2nd Tri-Regional Meeting ‘A New Smile for Africa’
of the International Association of Paediatric Dentistry (IAPD)
Meeting Venue: Hotel Intercontinental Nairobi
Dates: 18 – 20 January, 2019
The 2nd Tri-Regional Meeting of the International Association of Paediatric Dentistry (IAPD) was held 18-20 January, 2019 in Nairobi, Kenya. The theme of the meeting was “A New Smile for Africa.” This meeting followed the very successful Regional Meeting that was held in Johannesburg in March 2018 with the aim to continue building relationships between the countries in Africa.
The IAPD Regional Meeting, is the most prestigious meeting for Paediatric Dentistry in Africa, The meeting was organized by Kenya Association of Paediatric Dentists, with the collaboration of the Nigerian Association of Paediatric Dentistry and the Paedodontic Society of South Africa.
There were 80 participants at the meeting. The delegates to the meeting were drawn from far and wide from: Australia, Denmark, Egypt, Ghana, Egypt, India, Ireland, Kenya, Nigeria, Portugal, Qatar, South Africa, Sudan, South Africa, Uganda, USA and Zimbabwe. It was exciting to see the majority of the Kenyan Paediatric Dentists and all the postgraduate students attended.
There were speakers from India, Denmark, Ireland, Nigeria, South Africa, Sudan, and our very own Kenya, who presented topical issues on Paediatric dentistry. The topics ranged from Dental Caries and its management, Orofacial and Dental Trauma, Biomaterials, Rare Oral diseases and Cleft lip and palate, among others. Of particular interest was “Infant oral Mutilation” the topic that garnered a lot of awareness and buzz. It was alarming that this practise is widespread in Africa with disastrous outcomes in the paediatric population. An important point of action raised to IAPD was the need to start campaigns to eradicate Infant Oral Mutilation.

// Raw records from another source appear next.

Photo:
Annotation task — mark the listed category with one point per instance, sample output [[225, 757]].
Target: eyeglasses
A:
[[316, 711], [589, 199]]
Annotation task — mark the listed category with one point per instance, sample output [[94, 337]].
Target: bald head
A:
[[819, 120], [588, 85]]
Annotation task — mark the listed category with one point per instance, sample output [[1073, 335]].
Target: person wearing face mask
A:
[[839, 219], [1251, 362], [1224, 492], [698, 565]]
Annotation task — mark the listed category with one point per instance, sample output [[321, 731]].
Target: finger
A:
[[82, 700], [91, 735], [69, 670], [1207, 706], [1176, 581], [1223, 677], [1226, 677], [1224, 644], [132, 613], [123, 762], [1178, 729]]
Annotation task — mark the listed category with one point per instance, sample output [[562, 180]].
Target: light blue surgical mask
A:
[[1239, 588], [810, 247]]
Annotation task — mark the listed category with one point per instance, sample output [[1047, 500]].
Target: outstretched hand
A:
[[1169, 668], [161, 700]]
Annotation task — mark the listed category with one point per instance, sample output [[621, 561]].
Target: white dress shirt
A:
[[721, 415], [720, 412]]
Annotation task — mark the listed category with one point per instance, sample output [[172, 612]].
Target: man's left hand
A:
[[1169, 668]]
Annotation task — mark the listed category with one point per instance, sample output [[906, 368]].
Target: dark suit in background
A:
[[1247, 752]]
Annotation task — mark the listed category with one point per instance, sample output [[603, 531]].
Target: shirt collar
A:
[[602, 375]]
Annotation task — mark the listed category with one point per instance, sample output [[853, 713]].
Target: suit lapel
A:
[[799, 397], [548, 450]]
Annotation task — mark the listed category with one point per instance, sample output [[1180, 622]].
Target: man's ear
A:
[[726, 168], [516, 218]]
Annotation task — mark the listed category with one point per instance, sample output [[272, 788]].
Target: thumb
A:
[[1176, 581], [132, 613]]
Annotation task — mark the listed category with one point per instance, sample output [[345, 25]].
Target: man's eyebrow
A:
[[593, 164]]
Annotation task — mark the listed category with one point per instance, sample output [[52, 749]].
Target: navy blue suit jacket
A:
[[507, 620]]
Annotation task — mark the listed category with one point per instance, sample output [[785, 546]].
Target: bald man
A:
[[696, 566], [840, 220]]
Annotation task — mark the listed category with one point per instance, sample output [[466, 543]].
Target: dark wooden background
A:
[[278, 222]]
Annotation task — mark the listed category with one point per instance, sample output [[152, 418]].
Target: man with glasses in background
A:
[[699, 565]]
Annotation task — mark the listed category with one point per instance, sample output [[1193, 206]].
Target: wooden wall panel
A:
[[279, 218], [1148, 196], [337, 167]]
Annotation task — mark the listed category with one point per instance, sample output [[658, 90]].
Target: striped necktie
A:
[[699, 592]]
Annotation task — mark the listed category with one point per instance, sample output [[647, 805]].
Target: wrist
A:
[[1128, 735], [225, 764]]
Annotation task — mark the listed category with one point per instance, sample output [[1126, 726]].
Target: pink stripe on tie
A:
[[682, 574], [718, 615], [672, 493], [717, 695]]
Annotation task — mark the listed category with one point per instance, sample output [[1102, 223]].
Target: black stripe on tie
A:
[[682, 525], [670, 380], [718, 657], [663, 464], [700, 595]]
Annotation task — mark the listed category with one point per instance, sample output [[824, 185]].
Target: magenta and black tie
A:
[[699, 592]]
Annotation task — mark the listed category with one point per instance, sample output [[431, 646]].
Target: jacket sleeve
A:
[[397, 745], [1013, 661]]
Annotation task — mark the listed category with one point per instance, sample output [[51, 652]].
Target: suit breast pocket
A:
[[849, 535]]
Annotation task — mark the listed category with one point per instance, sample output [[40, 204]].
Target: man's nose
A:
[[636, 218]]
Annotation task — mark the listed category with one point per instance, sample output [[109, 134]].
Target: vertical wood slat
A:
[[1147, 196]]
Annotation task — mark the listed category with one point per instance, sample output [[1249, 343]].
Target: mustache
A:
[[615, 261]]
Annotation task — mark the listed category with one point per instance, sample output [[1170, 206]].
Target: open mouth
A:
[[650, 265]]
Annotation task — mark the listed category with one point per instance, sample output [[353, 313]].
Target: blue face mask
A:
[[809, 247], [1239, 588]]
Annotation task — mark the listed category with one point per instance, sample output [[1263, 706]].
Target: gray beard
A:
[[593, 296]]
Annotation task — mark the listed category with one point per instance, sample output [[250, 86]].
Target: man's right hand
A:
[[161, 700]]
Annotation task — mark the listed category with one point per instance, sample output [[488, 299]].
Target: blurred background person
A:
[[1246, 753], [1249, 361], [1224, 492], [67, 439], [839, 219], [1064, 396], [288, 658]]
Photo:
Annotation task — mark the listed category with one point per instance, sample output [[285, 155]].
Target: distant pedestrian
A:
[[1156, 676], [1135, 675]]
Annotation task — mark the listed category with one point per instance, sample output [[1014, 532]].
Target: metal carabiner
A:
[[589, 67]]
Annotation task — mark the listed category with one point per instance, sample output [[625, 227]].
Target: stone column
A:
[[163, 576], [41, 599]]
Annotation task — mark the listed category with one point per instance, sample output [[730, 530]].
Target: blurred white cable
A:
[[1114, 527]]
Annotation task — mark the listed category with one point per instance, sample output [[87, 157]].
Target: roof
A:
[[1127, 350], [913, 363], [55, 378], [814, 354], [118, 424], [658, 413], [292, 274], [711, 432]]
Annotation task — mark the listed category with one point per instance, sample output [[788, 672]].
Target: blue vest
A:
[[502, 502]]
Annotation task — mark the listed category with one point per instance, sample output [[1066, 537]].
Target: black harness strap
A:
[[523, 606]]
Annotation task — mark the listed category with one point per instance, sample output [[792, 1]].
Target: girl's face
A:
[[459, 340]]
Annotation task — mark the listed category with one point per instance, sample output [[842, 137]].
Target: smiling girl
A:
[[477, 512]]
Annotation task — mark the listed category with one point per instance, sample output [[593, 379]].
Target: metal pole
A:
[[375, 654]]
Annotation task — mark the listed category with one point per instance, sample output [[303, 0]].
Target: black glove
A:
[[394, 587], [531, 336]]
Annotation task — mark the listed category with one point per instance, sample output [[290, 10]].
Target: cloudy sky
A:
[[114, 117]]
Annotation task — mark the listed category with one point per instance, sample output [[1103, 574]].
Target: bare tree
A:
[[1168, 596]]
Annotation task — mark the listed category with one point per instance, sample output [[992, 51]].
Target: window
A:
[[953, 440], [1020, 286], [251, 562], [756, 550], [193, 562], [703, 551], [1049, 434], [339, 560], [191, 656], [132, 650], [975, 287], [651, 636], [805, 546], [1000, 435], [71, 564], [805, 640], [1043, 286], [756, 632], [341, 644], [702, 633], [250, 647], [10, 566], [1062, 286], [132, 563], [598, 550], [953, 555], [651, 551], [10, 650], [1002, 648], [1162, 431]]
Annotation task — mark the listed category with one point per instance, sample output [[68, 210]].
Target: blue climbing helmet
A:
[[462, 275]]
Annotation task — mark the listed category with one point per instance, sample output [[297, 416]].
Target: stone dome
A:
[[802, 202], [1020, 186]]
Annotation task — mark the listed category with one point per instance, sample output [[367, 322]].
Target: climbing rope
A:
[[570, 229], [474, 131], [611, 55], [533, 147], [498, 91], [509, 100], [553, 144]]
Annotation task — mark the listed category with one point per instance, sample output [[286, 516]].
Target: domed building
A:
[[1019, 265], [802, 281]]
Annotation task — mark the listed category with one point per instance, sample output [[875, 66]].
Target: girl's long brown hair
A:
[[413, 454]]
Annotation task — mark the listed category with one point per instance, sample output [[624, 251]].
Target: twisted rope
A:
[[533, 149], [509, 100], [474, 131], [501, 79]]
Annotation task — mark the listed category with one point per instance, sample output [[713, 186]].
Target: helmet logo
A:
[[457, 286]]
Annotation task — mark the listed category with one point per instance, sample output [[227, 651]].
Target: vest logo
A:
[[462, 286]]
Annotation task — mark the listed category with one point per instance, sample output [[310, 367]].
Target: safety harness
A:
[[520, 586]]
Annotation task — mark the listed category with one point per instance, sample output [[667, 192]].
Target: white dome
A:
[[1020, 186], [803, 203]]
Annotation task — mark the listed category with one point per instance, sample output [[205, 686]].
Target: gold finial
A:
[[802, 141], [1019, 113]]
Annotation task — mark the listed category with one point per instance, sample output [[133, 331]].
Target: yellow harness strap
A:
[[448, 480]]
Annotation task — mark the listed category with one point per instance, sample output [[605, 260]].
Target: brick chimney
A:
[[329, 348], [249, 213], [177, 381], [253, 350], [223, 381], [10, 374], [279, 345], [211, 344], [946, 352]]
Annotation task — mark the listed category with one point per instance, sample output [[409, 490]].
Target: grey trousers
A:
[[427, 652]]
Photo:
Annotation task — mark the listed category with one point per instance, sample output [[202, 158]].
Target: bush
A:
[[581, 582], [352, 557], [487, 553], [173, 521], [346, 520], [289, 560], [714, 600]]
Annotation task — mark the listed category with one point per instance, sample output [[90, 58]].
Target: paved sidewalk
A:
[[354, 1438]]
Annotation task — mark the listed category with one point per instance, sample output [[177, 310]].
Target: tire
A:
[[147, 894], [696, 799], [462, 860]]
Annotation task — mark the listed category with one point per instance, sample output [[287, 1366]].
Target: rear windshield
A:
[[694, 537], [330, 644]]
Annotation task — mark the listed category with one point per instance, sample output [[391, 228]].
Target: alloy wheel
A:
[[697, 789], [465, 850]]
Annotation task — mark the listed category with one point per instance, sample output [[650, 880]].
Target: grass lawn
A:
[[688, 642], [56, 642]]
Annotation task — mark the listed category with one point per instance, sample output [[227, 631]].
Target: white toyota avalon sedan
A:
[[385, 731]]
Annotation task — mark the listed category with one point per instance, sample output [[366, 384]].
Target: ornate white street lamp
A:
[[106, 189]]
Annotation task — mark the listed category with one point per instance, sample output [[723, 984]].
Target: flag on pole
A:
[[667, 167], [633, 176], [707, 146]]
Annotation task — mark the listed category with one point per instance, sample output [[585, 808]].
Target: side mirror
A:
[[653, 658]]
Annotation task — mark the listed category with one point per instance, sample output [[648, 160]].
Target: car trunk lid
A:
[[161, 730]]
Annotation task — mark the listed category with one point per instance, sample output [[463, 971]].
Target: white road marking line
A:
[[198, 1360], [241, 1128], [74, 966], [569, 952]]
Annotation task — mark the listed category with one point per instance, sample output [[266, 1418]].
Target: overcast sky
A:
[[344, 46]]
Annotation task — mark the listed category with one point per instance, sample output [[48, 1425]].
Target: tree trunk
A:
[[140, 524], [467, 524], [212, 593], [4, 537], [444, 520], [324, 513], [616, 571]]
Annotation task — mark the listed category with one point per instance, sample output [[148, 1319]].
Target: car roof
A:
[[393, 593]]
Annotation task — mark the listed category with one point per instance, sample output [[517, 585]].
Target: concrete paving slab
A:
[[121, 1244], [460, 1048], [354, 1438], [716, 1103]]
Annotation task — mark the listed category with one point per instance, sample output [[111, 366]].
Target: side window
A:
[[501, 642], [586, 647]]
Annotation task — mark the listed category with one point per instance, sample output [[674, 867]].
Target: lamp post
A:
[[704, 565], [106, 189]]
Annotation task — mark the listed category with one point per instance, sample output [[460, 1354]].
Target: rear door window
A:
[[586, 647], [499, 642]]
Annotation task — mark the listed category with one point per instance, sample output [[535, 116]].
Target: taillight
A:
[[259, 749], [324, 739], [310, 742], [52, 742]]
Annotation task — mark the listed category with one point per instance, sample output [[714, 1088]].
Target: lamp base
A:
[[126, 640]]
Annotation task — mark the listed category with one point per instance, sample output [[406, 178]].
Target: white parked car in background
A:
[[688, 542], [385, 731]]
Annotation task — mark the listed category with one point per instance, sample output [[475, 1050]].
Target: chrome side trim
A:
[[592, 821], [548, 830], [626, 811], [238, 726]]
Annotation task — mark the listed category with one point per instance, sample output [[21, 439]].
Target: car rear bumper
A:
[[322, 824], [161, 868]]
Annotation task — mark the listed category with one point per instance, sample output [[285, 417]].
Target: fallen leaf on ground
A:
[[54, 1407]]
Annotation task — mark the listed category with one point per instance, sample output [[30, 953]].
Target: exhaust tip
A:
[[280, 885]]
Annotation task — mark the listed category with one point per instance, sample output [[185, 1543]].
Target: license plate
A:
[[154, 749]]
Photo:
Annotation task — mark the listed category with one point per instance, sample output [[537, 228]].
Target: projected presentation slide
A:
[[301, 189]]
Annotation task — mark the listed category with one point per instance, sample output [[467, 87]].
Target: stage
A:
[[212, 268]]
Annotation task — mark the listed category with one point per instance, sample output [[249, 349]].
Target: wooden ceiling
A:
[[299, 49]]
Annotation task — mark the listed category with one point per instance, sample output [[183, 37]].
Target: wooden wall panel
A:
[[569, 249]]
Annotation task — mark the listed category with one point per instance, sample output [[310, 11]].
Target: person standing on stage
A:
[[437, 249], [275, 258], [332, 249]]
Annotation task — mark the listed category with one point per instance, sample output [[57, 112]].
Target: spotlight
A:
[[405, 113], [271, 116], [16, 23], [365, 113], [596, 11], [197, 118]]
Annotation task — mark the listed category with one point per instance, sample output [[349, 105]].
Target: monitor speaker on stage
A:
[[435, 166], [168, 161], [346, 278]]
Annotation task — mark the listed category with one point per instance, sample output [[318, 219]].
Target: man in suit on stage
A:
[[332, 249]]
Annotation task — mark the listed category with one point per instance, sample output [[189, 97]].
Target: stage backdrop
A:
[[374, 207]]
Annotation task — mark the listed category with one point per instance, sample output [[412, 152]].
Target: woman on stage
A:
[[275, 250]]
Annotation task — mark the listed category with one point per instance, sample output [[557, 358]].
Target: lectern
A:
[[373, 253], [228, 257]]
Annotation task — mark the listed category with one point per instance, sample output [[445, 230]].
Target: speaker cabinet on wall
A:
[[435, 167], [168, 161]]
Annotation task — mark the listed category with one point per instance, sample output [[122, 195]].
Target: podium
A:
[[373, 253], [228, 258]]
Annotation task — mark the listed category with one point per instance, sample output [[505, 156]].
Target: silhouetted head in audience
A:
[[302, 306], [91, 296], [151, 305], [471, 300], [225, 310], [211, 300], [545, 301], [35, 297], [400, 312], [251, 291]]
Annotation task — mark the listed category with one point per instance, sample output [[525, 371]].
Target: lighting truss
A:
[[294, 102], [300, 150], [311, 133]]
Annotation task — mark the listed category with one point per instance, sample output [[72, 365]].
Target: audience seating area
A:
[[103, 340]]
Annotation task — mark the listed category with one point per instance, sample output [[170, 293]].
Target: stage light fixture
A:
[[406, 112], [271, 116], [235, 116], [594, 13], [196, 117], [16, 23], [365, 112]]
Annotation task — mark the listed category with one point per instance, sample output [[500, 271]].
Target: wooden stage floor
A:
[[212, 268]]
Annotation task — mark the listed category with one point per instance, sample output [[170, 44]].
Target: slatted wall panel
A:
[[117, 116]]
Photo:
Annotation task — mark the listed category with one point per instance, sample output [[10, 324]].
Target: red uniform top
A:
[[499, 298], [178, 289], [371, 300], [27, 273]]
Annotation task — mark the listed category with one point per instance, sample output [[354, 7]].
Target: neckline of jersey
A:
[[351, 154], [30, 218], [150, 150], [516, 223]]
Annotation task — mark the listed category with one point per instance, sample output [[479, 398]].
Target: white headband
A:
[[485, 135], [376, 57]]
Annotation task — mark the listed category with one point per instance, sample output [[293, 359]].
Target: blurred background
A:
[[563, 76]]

We also had 10 poster presentations with the winning poster elected to Dr. Norman Musinguzi from Uganda whose topic was “Prevalence and Effects of Infant Oral Mutilation among 3-5-Year Old Children from a Rural District in Uganda.”
During the discussion panel it was noted that there was a need to work with community health workers to foster health education. Cultural competence was observed to be required e.g. translating prevention information in local languages. Associations were encouraged to mentor and motivate dentists to specialise in Paediatric Dentistry.
Importance on Inter-professional collaborations to improve health outcomes was also mentioned.
The IAPD was encouraged to start campaigns to eradicate IOM. We were also challenged to invite WHO and other decision makers and providers of funding into our meetings so that we can learn about opportunities available to get funds to further oral health research, education and clinical practice. Those involved in UHC were challenged to ensure that oral health is included. Professional associations were willing to support and push this agenda.